# Cooling fan problem - diagnostic logic review needed.



## john_kattenhorn (Jun 21, 2014)

Hi All,

I was wondering if someone who has had and resolved the cooling fans not working on their TT could follow my diagnostic path and suggest where I might have gone wrong ?

Problem

MOT Centre said that car was overheating so wouldn't test it. I've left it running for an hour and it never got beyond 90 BUT the fans never came on, I read that with the aircon on the small fan should always be running and I can hear the electric pump running when the car is first switched off.

Diagnostics

I checked the fuses on the top of the battery and no. 16 and they were good.

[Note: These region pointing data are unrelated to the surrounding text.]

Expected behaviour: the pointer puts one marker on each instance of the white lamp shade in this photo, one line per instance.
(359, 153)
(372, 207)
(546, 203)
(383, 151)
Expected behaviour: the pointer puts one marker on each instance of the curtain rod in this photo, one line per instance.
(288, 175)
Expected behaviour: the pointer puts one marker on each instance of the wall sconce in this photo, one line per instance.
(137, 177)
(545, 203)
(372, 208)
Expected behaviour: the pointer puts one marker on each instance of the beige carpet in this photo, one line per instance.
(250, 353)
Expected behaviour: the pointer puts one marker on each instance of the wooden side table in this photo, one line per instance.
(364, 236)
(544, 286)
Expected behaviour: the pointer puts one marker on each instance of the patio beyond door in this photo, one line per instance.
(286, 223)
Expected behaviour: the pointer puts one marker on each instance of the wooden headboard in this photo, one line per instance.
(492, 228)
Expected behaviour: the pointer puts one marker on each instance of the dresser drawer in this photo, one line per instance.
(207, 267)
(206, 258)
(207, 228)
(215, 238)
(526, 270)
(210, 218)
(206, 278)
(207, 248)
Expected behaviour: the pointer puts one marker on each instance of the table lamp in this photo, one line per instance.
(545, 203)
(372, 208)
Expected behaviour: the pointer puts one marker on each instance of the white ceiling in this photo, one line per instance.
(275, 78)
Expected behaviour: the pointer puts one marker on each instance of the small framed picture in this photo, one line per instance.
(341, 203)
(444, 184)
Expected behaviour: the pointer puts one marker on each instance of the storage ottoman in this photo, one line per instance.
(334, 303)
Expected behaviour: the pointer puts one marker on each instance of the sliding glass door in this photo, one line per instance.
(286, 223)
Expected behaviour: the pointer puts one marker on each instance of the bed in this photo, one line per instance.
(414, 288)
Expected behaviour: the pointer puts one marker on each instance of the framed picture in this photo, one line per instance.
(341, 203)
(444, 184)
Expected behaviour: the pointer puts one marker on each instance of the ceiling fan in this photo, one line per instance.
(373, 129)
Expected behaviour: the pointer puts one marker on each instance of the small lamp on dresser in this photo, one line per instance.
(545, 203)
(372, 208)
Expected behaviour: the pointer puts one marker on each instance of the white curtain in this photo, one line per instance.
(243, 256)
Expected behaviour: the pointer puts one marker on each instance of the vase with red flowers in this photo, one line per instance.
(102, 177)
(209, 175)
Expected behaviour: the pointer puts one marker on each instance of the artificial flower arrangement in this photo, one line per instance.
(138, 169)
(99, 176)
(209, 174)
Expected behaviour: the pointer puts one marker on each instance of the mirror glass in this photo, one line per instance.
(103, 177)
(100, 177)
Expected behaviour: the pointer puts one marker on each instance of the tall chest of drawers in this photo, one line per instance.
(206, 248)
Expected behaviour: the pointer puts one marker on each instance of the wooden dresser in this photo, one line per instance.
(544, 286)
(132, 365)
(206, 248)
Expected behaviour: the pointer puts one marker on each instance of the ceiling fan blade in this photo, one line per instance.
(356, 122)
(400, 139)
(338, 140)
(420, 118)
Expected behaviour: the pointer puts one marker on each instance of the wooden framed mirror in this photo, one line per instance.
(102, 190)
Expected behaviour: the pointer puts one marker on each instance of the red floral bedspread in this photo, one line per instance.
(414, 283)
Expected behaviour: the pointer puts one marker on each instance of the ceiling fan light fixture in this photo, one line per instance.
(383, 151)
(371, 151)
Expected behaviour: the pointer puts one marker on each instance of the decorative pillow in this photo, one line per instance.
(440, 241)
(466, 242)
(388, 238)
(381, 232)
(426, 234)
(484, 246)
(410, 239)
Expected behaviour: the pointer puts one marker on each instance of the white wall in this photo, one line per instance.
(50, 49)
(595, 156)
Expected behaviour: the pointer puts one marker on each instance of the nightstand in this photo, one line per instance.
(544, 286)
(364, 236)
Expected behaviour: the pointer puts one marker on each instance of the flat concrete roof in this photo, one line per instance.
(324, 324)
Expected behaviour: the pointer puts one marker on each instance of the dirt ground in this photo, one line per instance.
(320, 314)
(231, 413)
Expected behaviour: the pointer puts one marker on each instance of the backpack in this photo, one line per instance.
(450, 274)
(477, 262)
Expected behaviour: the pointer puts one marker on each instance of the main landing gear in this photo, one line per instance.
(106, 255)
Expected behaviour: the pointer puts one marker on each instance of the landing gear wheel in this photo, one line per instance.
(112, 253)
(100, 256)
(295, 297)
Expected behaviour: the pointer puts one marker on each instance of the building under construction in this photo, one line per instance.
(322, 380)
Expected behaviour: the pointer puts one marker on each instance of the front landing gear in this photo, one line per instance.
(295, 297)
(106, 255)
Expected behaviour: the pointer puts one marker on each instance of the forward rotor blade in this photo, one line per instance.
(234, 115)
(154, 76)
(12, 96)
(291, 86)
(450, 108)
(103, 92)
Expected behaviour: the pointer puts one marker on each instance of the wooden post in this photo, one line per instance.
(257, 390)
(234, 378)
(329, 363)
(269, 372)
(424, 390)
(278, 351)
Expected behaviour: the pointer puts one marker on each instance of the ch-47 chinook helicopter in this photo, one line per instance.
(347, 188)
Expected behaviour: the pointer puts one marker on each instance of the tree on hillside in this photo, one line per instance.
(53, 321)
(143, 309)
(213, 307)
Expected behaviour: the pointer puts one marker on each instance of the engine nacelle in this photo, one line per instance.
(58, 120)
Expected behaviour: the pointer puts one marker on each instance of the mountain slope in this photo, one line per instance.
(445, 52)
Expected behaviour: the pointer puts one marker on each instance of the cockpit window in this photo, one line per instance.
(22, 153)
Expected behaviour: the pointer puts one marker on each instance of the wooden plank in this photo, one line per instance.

I un-plugged both the fans and applied 12v to them and they both span, didn't know about fan speeds at this point so didn't try both speeds though.

I took out fuse 16 and neither fan came on.

I un-plugged the radiator sensor (once I'd found it) and tried shorting from 2 - 4 and 1 - 3 but made no difference.

I then took out the battery out to get to the fan control unit and discovered that the battery tray had cut through the red wire leading to the plug on the top of the battery marked '3'. I repaired the wire, still no joy.

I disconnected the old fan control unit and plugged in a new one I got from GSF, still no joy.

I removed fuse 16 and both the fans came on. Putting back the fuse the fans stop.

I changed the control unit back to the old one and removed fuse 16 and both fans came on. Putting back the fuse the fans stop.

So I'm thinking the only part I've not tried is the temperature sensor but before I go spending any more money I was wondering if there is any more tests anyone could suggest to narrow down the problem ?

Thanks in advance

John


----------



## john_kattenhorn (Jun 21, 2014)

Update:

Checked the voltage coming out of the fuse box above the battery and all was good.

So I then removed the coolant sensor lead from the sensor and the shorted between connectors marked 3 and 1 and fans burst into life.

So I think it's the sensor, I'll get a new one tomorrow. Means I've got a fan control unit which I don't need I suspect but that can go in the spares cupboard


----------



## Hoggy (May 8, 2002)

Hi, Coolant fans will not run until coolant temp (Code 49c) reaches 98/100 ish. 
Coolant temp sensor Code 49c has no connection to fan cut-ins, so do you mean shorting thermal switch in Rad causes fan to run.
Hoggy.


----------



## john_kattenhorn (Jun 21, 2014)

Hi Hoggy,

Thanks for the reply; strange I could have sworn both fans cut in (I was aware that the aircon fan should be going at all times) unless Econo is switched on. The rad fan definitely did though, got my girlfriend to take a look at the dash whilst I was shorting the connections and she said temp gauge went straight to red and the symbol for over heat appeared which I sort of expected.

The problem I had that even before I found the broken wire the car never overheated when I drove it (pretty hard too) and left it to idle, yet the MOT centre threw the car straight back at me saying it was over heating and dumping coolant which neither of us have seen.

Maybe I'll just change the sensor and take it back and see what happens.

Does pulling the fuse normally indicate a bad fan control unit ? Could I have got a bad one from GSF as well which is throwing out my logic ?

Thanks

John


----------



## Hoggy (May 8, 2002)

Hi, It's possible fan control is duff, but high temp indication from coolant sensor will not cause fans to to run,
Fans are started from thermal switch in Rad via control module.
Fuse 16 failed or pulled will cause fans to run, so it appears fan motors are O.K.
Hoggy.


----------



## john_kattenhorn (Jun 21, 2014)

Hi Hoggy,

I'd read about a sensor in the radiator too about 1/2 down on the passenger side but I've got nothing, no sensors that I could find down either side. I've only just put all of the bumper etc. back on so I really didn't want to take it all apart again.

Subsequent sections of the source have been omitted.